I bought a valve for co2, so it can be switched off at night, yet I do have a high stock level of fish, so would be interested to know if even though the co2 is off, can the fish consume the o2?


----------



## Sentral (1 Aug 2011)

The thing is when the lights are off the plants will be consuming O2 and so competing with the fish. In light stocking levels this shouldn't be an issue as there should be plenty of O2 from the plants. If you look at amano et al they all use additional aeration a few hours after lights off


----------



## dw1305 (1 Aug 2011)

Hi all,


> I bought a valve for co2, so it can be switched off at night, yet I do have a high stock level of fish, so would be interested to know if even though the co2 is off, can the fish consume the o2?

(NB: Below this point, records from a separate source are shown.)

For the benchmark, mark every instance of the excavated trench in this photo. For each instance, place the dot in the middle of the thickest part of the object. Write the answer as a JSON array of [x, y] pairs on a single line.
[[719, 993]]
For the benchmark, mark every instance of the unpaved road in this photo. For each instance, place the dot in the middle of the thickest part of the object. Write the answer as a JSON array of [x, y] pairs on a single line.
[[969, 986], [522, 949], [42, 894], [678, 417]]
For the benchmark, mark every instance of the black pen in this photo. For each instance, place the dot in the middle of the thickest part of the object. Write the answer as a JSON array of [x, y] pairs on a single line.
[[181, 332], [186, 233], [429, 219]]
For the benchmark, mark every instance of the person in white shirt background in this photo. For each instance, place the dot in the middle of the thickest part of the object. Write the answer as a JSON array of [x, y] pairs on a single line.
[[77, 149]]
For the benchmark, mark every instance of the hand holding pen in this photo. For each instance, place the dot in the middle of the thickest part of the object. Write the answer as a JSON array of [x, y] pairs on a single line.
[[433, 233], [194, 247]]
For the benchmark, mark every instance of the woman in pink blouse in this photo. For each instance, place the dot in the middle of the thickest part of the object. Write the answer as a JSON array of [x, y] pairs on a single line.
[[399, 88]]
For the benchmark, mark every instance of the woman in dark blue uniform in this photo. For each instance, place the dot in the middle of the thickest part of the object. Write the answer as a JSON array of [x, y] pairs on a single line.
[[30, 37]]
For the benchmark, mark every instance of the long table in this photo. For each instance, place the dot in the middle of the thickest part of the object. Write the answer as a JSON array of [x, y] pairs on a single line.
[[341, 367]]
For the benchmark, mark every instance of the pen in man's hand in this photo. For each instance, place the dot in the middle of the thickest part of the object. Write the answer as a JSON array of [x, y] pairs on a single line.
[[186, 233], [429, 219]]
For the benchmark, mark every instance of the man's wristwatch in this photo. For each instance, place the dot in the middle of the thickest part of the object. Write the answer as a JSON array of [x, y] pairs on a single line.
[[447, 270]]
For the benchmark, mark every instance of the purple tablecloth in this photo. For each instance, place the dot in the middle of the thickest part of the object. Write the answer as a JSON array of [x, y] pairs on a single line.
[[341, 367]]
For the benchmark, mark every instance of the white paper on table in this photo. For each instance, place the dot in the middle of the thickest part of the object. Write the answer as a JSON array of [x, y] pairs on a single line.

Definitely run the air pump, all the bio-load, that is all the living aerobic organisms in both tank and filter *(fish, snails, plants, bacteria) are respiring all the time (using O2, producing CO2). During the light period, it is only when photosynthesis reaches the "compensation point", that the oxygen production from photosynthesis (CO2 in, O2 out) exceeds the plants demand for oxygen (for respiration) and the plants become net oxygen producers.  

A planted tank will have a bigger bio-load (this is not as straight forward as it seems due to the effects plants have on water quality) than an equivalent non-planted tank. If you have lots of fish, or fish with a high O2 demand, you need to run extra aeration at night. If you don't have plants you need to run it all the time.

cheers Darrel


----------



## Bobtastic (1 Aug 2011)

After reading one of George F's PFK articles (10 planted tank myths) myth #6, I've twisted one of my spray bars so that it causes ripples on the surface so that it drives off excess gas once the Co2 goes off. I previously had very little surface movement and the DC hardly changed colour after lights out/Co2 shutoff. It wasn't a problem b4 as I had no fauna, but since I've added fishies I thought it best.


----------